2008-04-08 Thread Petri Helin
Patrick Boettcher wrote:
 Hi,
 
 On Tue, 8 Apr 2008, Ian Bates wrote:
 One more remark, if as I believe from the comments in the code above,
 that the '16:9 crop to 4:3' behaviour is not implemented in
 xineliboutput, am I the only one suffering from the lack of this
 feature?  Am I the only one still using a 4:3 TV?  I don't think so,
 what do other people do when viewing 16:9 material on a 4:3 device,
 other than put up with the black bars?
 
 This is exactly what I'm doing - I'm accepting the black bars at the 
 bottom and the top, dreaming about the screen I'm going to buy at some 
 point in the future, along with being happy for other xineliboutput-users 
 having already a 16:9 screen.
 

I would say the correct term is not accepting but acknowledging... Makes
no sense to me why someone would like to cut 25% from the picture.

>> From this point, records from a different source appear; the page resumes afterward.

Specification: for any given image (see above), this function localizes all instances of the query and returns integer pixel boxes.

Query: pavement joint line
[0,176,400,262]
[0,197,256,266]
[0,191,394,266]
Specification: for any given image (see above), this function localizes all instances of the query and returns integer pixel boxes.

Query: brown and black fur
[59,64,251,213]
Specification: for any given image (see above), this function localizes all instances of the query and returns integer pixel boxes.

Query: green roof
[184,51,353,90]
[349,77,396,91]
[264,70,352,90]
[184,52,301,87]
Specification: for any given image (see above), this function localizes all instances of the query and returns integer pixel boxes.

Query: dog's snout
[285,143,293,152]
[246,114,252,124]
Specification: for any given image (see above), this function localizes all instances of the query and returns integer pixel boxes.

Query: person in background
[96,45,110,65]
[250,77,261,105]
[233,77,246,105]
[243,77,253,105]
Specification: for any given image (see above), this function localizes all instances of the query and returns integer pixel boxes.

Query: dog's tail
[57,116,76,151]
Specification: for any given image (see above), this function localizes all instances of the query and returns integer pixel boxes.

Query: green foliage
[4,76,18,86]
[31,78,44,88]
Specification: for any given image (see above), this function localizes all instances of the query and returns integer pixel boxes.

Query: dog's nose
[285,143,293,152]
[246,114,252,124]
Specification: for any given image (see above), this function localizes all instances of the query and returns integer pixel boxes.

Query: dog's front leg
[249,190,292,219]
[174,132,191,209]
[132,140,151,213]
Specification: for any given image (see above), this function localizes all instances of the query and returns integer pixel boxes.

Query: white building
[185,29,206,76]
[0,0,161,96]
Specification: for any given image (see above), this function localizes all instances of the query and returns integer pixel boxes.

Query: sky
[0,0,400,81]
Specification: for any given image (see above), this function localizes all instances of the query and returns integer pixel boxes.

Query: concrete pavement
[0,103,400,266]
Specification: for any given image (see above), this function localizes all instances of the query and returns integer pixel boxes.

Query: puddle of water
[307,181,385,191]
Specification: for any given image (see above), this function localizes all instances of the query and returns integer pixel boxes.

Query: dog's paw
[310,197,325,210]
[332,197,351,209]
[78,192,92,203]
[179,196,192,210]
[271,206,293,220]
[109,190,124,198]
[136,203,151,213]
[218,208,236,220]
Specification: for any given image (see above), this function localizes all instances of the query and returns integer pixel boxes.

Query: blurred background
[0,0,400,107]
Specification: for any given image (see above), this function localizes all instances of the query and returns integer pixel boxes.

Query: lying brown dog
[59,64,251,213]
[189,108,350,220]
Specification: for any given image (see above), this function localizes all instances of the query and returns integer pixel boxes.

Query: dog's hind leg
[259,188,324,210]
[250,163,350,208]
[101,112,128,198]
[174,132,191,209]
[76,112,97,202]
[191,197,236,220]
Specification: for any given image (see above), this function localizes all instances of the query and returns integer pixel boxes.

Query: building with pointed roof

And 
what about programmes in 2.39:1 aspect ratio? Should those be cut too so 
that they fit to 4:3 ratio and lose 44% of the image in the process?

Anyway, mplayer can do that, try something like mplayer -vf 
crop=507:544,scale=720:544 http://your_server:37890. Although that 
will cut also programmes sent in 4:3 aspect ratio.